方靖文想明白了,在心里又理了理想說的話,才慢慢開口道︰「兒子的意思是,先緩一緩吧。一來,上次受的傷大夫說可能留下病根,讓我好好靜養幾年再說,這會要是成了親,只怕會損了身子。二來,我現在也沒有個正經的事做,雖說是給鋪子管賬,表面看著光鮮,其實每個月正經也拿不了幾個錢,總不能娶了媳婦卻要娘你幫我養著吧。而且我打算攢幾年的錢,等有機會了就自己開一家鋪子,也不拘多大,能養活咱們這一家就行了。要是這會把家里的錢都拿出去做了聘禮,那開鋪子的事就又要緩幾年了。」
方母見方靖文竟打算的這樣長遠仔細,心里既欣慰又心酸,眼眶就有些紅,她握著方靖文的手嘆笑道︰「難為你打算的這樣周到,娘的靖文真是長大了。只是話雖這樣說,過了今年你就十七了,怎麼也該把親事定下來才好啊,不然再等幾年,周圍沒了適齡的女子可怎麼辦呢,咱們找一家女子年紀小的,先定下來,等你的事穩定了,她也到了年紀不是正好?」
方靖文笑著給方母盛了一碗湯道︰「娘還擔心我娶不上媳婦不成?就憑我這樣一表人才,風流倜儻的人物,將來不知有多少女子不要聘禮也要嫁進來呢,娘你到時候只要看著挑就行了。
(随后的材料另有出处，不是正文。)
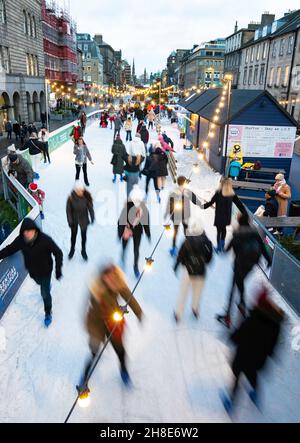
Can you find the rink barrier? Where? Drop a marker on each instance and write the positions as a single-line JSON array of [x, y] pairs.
[[12, 269], [284, 273]]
」方母被他逗得笑著打了他一下,嗔道︰「就會貧嘴!」心里卻也明白方靖文是不想提這事了,所以也就依著他,說起別的事來,只是心里還是覺得應該盡早定下親事才好,大不了就先瞞著他,她心里打定了主意,就開始想找哪個媒人才好。
方靖文看著方母的神色,猜想她可能還是不死心,說不定私底下就會去找媒人去各家打听,他轉了轉眼珠,心里暗暗有了計較。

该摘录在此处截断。